2009年6月24日水曜日

6/24 Today 壬申の乱始まる (672)……今日はやっぱりこれ(再掲)

壬申の乱 - Wikipedia: "大海人皇子は天武天皇元年6月24日(7月27日)に吉野を出立し伊賀、伊勢国を経由して美濃に逃れる。"

天智天皇の譲位の申し出を陰謀と見抜き吉野に逃れた大海人皇子はこの日ついに挙兵を決意する。皇子に続くものは妃の讃良皇女(後の持統天皇)ほか腹心の部下わずか20数名。夜闇に紛れ一行は伊勢にたどり着き、いよいよ軍勢を整えて滋賀へと攻め上る。古代最大の内乱である壬申の乱はこうしてはじまった。

壬申の乱ほど面白い物語はないですよ。日本史で一番面白いとも言える。肉親同士の確執あり、純愛物語あり、陰謀あり、裏切りあり、不倫あり、大戦争あり、手に汗握る大逆転あり、何でもありなのである。映画とかテレビにすればこれほど面白いものはないと思うのだが、不思議なことに今までこれが映画化されたことはない。天皇家の内輪もめを娯楽映画にするのは恐れ多いという遠慮からだろう。シェイクスピアがイギリス王室を題材に多くの名作を残したのとは対照的。日本にシェイクスピアは出ないのか。

大海人皇子(天武天皇)は恋人の額田王を兄の天智天皇に横取りされ、それを恨んでの反乱との説がある。当時もう既に額田王は40を越していたのでこれは俗説であるとの見方が主流だが、散人としてはこの説がロマンティックで好きだ。

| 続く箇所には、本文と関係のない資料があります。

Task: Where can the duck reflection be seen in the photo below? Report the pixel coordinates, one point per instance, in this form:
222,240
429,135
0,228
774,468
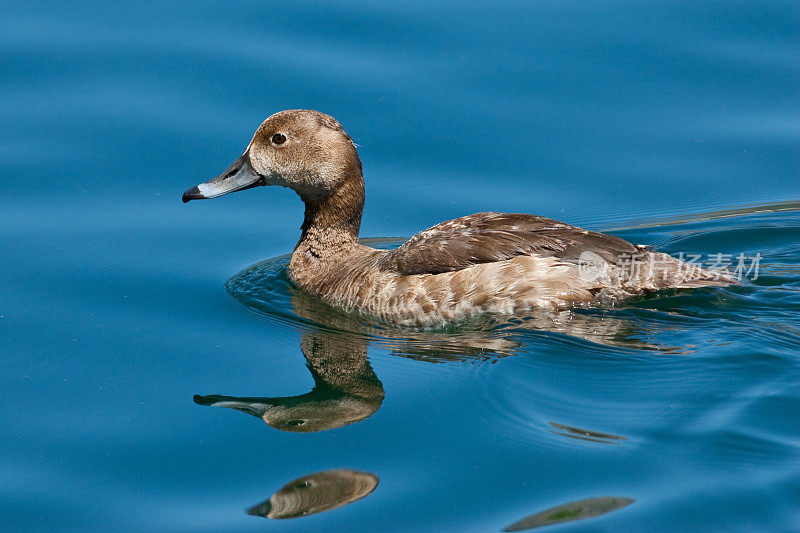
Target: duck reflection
588,508
346,389
316,493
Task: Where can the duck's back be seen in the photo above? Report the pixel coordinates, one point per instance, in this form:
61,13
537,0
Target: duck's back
500,263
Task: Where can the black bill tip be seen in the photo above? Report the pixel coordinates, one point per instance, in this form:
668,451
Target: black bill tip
192,194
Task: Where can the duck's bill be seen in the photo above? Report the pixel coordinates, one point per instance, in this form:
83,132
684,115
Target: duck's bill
237,177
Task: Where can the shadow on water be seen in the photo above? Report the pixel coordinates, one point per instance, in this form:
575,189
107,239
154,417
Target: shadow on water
588,508
316,493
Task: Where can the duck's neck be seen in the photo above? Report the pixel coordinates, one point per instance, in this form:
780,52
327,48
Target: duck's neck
333,220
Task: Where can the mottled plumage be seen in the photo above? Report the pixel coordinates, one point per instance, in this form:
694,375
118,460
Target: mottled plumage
486,262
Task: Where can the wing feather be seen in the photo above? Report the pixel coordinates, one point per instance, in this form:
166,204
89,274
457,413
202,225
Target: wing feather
489,237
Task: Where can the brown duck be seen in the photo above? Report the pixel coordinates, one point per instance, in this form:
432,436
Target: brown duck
482,263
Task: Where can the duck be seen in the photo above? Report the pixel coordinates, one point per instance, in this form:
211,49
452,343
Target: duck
484,263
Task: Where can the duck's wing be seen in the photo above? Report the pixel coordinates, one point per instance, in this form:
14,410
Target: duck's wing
489,237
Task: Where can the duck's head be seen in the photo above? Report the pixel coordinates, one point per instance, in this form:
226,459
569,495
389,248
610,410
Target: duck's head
304,150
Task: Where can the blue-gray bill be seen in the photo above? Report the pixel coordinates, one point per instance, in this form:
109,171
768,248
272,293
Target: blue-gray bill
239,176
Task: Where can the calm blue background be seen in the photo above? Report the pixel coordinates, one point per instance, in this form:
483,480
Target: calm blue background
650,116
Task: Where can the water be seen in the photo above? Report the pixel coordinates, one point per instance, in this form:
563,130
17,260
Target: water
123,311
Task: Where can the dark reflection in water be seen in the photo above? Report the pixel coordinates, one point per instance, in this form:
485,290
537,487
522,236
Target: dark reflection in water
567,512
586,434
316,493
346,390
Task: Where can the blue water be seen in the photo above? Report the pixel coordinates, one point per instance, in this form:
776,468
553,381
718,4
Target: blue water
674,124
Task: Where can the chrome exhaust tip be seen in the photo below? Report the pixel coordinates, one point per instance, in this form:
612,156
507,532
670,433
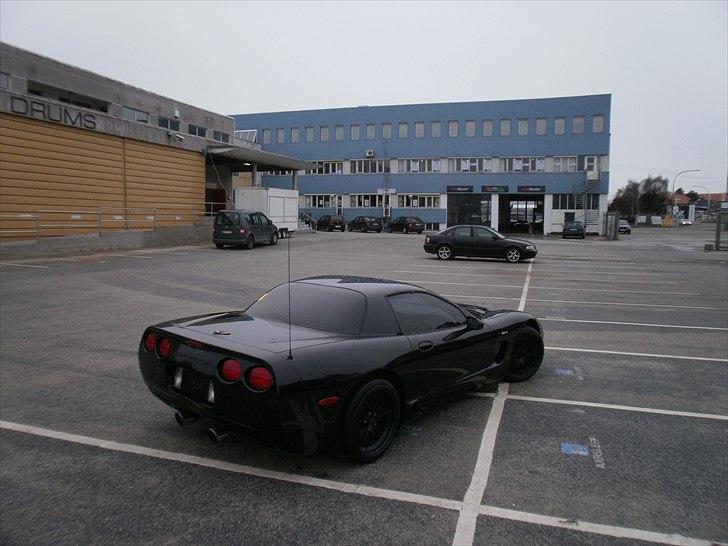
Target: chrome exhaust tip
216,435
185,418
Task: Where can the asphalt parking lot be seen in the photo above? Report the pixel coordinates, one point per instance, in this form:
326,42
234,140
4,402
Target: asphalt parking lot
620,438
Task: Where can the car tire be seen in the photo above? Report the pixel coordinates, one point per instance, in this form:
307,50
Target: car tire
445,252
526,354
369,422
513,255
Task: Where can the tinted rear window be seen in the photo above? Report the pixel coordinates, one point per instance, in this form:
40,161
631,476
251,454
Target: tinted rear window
227,219
325,308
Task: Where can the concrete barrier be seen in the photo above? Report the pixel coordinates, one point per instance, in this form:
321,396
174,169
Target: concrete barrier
113,240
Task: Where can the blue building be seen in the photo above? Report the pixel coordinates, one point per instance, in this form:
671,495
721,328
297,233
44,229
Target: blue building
514,165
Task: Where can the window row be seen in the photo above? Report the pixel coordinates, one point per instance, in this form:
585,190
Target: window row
455,128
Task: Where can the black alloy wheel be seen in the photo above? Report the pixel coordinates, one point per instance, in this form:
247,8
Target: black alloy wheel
370,421
526,354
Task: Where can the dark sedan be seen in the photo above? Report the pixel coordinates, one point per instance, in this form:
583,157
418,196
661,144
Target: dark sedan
330,223
365,223
356,358
407,224
573,229
478,241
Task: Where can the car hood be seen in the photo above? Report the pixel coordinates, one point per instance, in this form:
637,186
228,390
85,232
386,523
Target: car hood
244,330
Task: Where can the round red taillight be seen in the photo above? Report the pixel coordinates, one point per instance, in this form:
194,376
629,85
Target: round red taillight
230,370
260,379
165,348
150,341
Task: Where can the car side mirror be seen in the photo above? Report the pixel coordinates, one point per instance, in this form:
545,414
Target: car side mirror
473,323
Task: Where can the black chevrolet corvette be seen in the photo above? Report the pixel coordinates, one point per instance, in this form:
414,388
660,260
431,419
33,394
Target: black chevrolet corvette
357,358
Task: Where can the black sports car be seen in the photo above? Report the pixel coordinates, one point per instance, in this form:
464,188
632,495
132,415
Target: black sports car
358,357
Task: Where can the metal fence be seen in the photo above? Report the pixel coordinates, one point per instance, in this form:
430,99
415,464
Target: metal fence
97,220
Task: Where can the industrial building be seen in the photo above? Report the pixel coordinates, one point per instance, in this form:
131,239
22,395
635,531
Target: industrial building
82,153
515,165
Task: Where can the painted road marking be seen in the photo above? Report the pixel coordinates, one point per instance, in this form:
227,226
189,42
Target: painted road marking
356,489
640,409
636,324
675,357
24,265
551,288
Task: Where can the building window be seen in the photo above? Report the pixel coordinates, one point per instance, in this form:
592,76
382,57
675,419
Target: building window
220,136
135,115
559,126
470,128
327,167
523,164
452,128
197,130
564,164
470,164
417,200
368,166
419,166
598,123
171,124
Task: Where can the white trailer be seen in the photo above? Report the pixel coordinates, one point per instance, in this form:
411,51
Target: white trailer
281,206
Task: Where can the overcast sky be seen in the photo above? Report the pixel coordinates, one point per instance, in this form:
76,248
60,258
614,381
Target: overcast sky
666,64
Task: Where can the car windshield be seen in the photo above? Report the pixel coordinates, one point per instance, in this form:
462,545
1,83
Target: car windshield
327,308
227,219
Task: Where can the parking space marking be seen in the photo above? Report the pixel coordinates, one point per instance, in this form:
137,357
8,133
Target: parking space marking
588,527
24,265
343,487
635,324
598,351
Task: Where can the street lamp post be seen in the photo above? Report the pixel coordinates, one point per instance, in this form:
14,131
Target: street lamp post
674,197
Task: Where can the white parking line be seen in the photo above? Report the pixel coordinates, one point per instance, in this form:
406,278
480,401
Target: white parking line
634,324
24,265
675,357
357,489
413,281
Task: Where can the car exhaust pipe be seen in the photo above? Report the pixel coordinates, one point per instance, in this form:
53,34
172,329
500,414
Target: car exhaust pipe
216,435
185,418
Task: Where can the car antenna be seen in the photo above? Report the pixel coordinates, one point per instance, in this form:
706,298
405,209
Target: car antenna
290,355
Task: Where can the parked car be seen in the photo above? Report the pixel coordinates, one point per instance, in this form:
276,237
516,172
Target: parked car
478,241
573,229
330,223
407,224
365,223
366,355
243,228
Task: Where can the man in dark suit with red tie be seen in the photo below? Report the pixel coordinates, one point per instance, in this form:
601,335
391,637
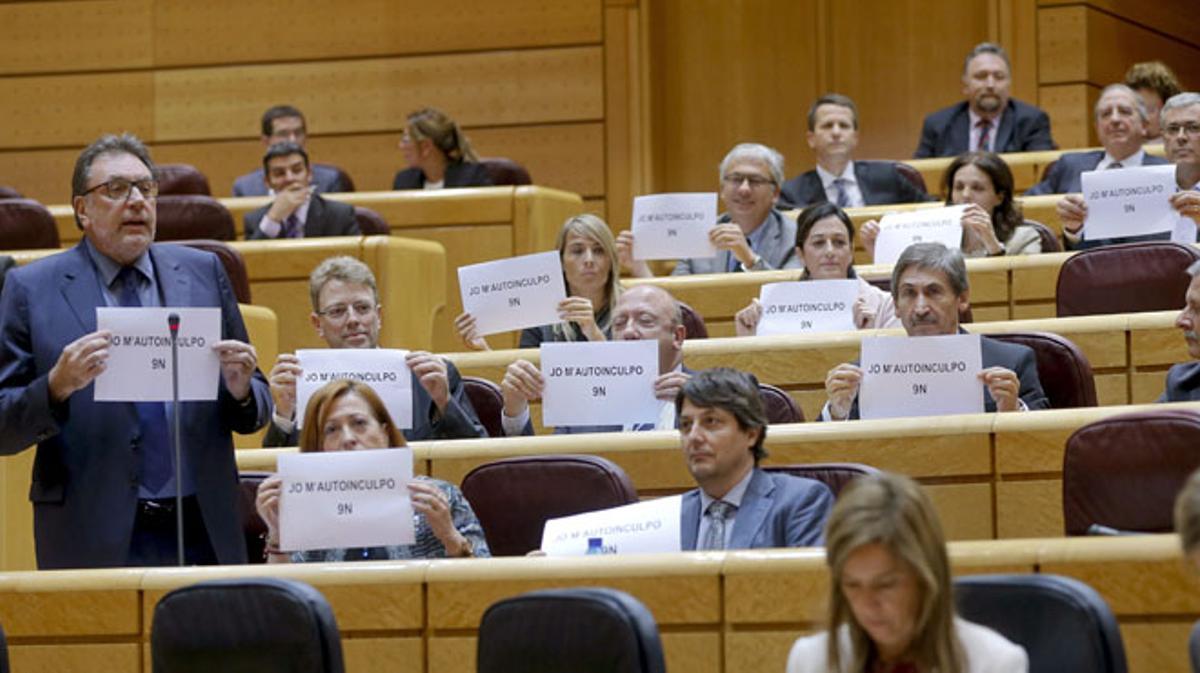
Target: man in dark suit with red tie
988,120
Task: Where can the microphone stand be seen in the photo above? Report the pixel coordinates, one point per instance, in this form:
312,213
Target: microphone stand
173,324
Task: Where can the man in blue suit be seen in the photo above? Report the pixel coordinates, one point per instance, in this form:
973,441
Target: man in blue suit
988,120
103,486
738,506
1121,125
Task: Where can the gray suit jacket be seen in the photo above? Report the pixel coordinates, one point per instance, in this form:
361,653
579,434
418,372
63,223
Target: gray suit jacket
778,510
325,218
778,250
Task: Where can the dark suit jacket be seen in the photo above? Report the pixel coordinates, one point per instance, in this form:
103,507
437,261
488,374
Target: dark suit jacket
778,510
1063,176
879,180
325,218
459,421
1023,128
1182,383
87,469
1020,359
457,175
327,178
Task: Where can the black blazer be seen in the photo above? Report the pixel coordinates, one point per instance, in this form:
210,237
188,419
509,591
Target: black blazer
457,175
879,180
1023,128
325,218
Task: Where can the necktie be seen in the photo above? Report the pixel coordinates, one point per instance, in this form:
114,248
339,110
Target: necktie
843,198
156,461
719,512
984,134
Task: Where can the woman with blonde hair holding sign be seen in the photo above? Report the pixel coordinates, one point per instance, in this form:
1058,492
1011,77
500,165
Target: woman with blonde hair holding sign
346,415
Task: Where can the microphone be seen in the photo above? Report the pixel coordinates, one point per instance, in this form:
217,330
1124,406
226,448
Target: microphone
173,325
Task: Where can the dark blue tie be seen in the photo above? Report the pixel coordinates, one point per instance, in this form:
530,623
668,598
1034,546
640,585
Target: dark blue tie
151,416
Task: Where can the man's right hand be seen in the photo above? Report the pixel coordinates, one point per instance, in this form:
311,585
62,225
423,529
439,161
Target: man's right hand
79,364
522,383
841,388
283,378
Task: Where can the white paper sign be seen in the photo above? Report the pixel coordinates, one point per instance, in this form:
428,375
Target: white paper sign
808,306
899,230
382,368
601,383
673,226
139,356
640,528
1129,202
927,376
511,294
346,499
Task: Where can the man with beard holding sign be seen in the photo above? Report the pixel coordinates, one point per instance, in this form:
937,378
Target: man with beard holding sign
929,283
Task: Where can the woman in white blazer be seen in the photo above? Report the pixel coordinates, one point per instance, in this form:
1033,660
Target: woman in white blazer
891,599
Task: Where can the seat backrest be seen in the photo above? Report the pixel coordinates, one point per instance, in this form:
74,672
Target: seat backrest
693,322
514,497
779,406
233,262
27,224
371,222
193,216
1062,623
579,630
834,475
912,175
1125,278
487,401
181,179
1063,370
262,624
504,170
1123,472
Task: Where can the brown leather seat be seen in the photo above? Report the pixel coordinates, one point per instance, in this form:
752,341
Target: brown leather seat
505,172
1125,472
1125,278
834,475
1063,370
193,216
514,497
27,224
371,222
181,179
693,322
779,406
489,402
232,259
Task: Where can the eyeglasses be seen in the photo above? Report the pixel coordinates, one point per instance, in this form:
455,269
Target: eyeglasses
340,311
119,188
1189,130
737,179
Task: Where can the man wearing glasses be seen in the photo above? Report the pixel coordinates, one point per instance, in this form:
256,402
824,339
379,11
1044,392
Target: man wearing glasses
1181,139
751,235
346,313
103,486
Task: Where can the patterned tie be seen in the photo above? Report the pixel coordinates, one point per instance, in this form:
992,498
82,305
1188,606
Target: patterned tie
156,460
984,134
719,511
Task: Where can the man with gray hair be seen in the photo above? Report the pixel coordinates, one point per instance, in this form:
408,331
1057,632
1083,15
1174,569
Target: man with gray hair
929,283
1183,380
751,235
1121,126
1181,139
989,119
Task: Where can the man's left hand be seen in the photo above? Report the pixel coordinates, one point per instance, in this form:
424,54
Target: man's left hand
238,364
1005,388
431,371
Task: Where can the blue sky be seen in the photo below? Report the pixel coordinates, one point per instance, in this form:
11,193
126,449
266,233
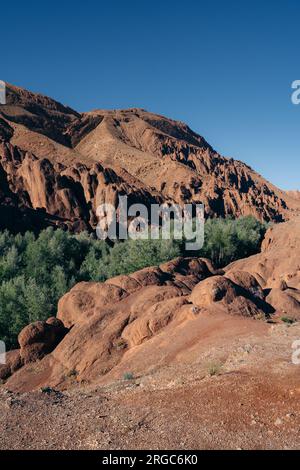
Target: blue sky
224,67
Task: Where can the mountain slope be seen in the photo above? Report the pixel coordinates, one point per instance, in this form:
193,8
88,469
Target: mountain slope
141,153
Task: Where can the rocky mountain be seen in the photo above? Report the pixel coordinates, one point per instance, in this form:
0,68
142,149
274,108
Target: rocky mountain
57,166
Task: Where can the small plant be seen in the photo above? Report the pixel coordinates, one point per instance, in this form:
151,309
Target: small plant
72,373
46,390
128,376
288,320
214,369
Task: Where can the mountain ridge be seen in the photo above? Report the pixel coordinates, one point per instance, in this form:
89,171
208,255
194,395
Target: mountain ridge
164,158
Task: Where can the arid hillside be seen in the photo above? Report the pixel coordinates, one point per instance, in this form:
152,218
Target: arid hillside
158,316
57,166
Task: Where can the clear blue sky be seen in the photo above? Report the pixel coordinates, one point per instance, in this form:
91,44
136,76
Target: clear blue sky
224,67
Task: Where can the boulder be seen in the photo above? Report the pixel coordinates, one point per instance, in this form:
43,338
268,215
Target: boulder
40,338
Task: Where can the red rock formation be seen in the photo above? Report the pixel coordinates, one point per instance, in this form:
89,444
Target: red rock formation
63,164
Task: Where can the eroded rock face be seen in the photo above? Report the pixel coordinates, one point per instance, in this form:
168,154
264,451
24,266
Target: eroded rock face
40,338
65,196
107,320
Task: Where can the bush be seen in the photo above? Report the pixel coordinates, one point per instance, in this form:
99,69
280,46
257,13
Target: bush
36,271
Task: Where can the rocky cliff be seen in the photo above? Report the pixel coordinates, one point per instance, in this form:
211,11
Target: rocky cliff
57,166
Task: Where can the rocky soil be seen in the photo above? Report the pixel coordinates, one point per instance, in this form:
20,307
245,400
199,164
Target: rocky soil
176,356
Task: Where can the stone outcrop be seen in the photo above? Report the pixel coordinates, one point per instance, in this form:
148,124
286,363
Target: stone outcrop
57,166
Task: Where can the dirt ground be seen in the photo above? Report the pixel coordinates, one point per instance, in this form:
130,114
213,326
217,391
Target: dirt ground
243,394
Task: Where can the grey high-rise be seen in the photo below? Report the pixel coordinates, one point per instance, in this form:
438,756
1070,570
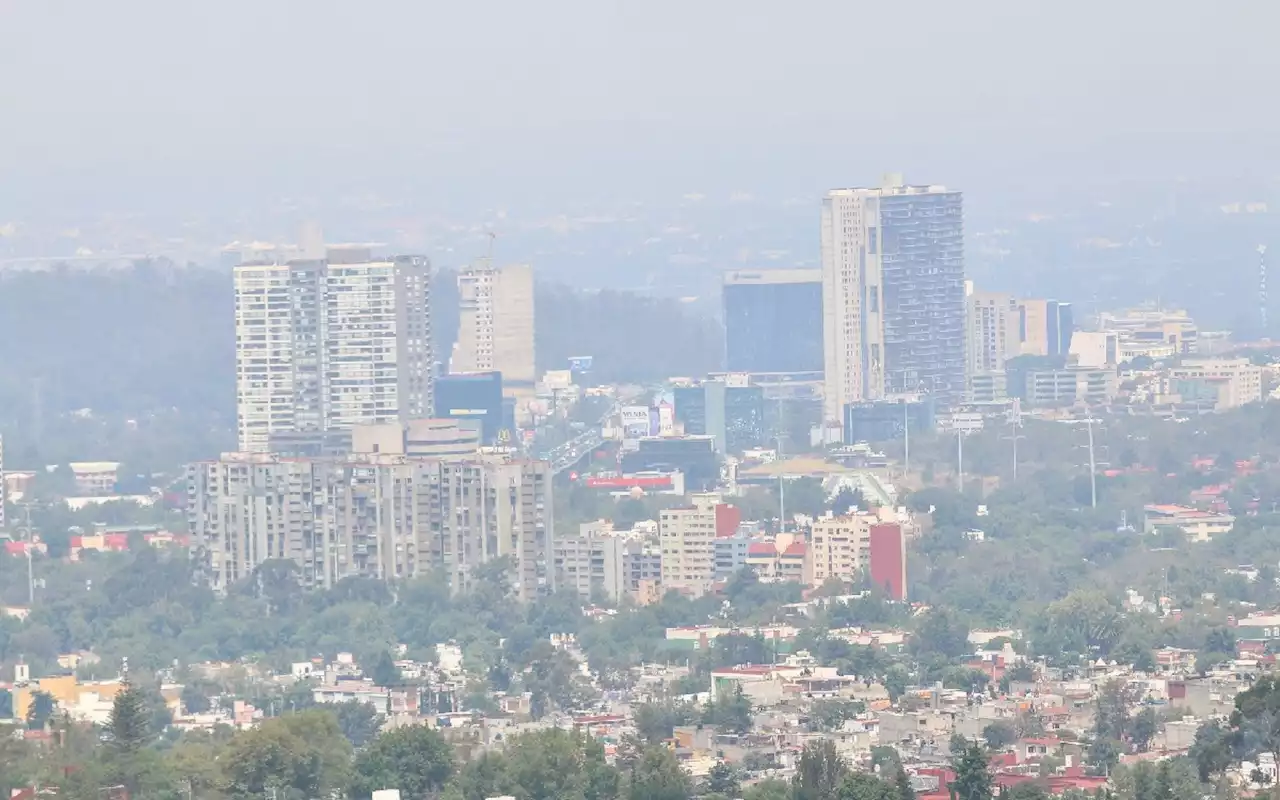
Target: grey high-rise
894,301
332,343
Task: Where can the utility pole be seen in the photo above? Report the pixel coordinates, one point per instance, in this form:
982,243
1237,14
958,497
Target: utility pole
906,438
1093,464
782,503
1089,421
31,542
1015,424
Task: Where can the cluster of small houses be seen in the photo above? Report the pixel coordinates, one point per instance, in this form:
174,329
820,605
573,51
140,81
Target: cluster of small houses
920,725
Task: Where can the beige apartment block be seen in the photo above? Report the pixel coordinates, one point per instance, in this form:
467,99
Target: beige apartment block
688,538
371,515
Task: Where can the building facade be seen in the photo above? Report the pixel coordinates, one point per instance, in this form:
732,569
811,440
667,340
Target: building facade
476,398
894,297
330,343
773,321
856,547
598,562
1220,383
688,539
371,515
496,328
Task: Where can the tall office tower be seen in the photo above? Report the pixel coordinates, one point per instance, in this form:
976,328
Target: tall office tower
993,328
1061,325
373,515
773,320
892,292
376,338
496,327
330,343
277,361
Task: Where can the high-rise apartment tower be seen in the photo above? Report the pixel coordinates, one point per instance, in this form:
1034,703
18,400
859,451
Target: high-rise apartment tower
496,327
894,302
332,343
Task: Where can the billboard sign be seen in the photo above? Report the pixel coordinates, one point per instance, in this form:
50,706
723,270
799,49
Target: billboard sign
635,421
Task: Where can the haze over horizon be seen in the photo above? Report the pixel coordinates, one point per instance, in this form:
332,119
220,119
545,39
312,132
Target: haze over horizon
464,106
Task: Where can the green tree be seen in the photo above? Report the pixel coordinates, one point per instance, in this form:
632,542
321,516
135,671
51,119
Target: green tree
40,709
1257,716
384,672
1211,752
657,776
297,755
903,785
1143,728
819,772
864,786
415,759
1029,790
830,714
999,735
730,711
941,634
722,780
656,721
973,775
359,721
768,789
556,763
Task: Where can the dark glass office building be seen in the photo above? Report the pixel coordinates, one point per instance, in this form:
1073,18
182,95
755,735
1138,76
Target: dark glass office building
732,416
886,421
472,396
693,456
773,320
690,408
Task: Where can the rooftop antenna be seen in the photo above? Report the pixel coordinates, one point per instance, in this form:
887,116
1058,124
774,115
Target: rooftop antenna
1262,288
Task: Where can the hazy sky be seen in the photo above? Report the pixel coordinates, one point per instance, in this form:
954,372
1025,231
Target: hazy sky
553,97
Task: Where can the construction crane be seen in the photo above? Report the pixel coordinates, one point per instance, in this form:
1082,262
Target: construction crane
1262,291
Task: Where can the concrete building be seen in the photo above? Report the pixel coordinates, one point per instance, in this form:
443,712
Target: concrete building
1198,525
330,343
1171,327
781,558
894,302
731,554
376,339
95,478
1045,327
993,330
1065,387
383,516
773,321
417,439
1095,350
496,328
1225,383
858,545
688,538
597,561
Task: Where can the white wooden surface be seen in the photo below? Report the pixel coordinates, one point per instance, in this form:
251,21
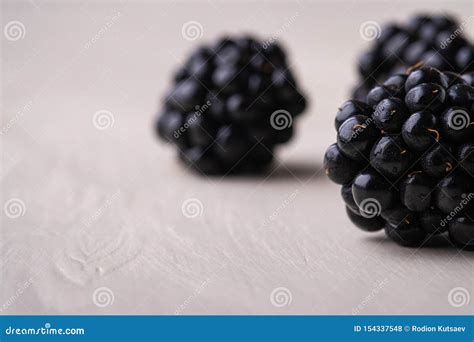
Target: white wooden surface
103,208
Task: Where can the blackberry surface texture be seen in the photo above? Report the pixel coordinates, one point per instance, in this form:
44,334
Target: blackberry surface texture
405,158
230,105
436,40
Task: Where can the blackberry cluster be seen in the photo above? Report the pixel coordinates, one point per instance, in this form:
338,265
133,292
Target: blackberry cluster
405,157
230,105
438,41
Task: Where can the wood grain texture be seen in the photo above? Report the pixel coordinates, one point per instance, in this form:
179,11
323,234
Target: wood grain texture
103,208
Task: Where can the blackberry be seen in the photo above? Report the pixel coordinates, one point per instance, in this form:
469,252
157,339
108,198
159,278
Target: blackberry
230,105
406,161
435,40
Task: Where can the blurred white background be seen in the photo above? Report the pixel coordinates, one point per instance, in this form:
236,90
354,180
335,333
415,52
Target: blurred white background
102,209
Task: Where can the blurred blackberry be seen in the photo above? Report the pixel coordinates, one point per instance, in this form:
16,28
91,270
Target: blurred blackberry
230,105
405,159
437,41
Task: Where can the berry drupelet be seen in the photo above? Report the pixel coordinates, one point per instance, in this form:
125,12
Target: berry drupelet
437,40
230,105
405,157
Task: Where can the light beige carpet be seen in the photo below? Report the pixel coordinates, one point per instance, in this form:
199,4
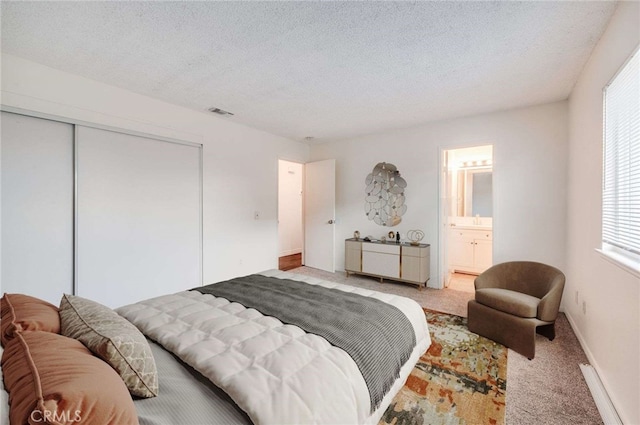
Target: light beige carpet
548,390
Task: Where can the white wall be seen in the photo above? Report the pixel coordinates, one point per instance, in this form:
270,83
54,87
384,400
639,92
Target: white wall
530,155
240,164
610,329
290,234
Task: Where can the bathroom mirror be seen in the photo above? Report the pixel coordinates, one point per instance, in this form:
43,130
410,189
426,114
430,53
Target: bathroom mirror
475,192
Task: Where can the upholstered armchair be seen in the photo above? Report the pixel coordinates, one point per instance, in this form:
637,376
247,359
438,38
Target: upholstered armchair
513,301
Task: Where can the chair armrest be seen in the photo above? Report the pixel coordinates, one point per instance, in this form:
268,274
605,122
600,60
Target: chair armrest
550,303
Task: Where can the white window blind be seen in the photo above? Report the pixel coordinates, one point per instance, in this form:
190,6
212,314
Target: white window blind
621,185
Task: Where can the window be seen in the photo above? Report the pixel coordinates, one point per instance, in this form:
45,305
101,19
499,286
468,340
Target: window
621,185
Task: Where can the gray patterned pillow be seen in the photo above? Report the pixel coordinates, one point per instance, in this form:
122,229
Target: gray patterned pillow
112,338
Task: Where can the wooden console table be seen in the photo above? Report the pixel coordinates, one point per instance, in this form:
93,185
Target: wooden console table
389,260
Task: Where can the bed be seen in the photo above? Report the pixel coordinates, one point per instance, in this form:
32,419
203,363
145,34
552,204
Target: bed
218,359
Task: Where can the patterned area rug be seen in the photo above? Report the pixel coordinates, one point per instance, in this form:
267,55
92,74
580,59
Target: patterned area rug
461,379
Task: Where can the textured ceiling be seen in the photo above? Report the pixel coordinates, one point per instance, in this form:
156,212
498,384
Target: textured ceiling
329,70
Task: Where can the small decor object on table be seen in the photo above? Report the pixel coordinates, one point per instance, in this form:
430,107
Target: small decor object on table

あくまでもお話しとして楽しめればそれでいい。

 天皇(天智)蒲生野に狩猟せられしとき額田王よめる歌
(註;詠んだ相手はもちろん昔の恋人大海人皇子)
あかねさす紫野ゆき標野ゆき野守は見ずや君が袖ふる

 大海人皇子答ふる御歌
紫のにほへる妹をにくくあらば人妻ゆえにわれ恋めやも
(註:人妻というのは額田王が天智天皇のものであったことをさす。亭主の前でなんたる大胆さ)

万葉集の中でも散人が一番愛して措かない一節です。

(余談)古代の反乱では、いったん東に逃れてそこで兵を集め都に攻め上るというのが一般的なパターン。だから反乱となると東国への連絡線を遮断するため真っ先に関所が封鎖された。中世になって源頼朝は同じパターンを踏襲。流人の頼朝はいったん三浦半島から房総に逃れ、北回りで現在の千葉と東京あたりを移動しながら兵を集め、今度は一挙に南進し鎌倉に攻め上った。腕っ節の強い東国の武士(まあ農民だね)を味方に付けることが出来るかどうかが反乱が成功するかどうかの鍵を握っていたのである。平成の世も基本的にはこんな構図で世の中は動いている。都市住民の声は力で無視されるのだ。こういう古代的なやり方からそろそろ卒業したいね。


(初出:2003.6.24)

さて、現代ニッポンでも兵乱の動き。泣いても笑っても今年は衆院選挙なのだ。壬申の乱の展開となるか。でも役者不足の感があり、なんだかつまらない。与野党とも腕っ節の強い農民票の獲得しか頭の中にないみたいだから。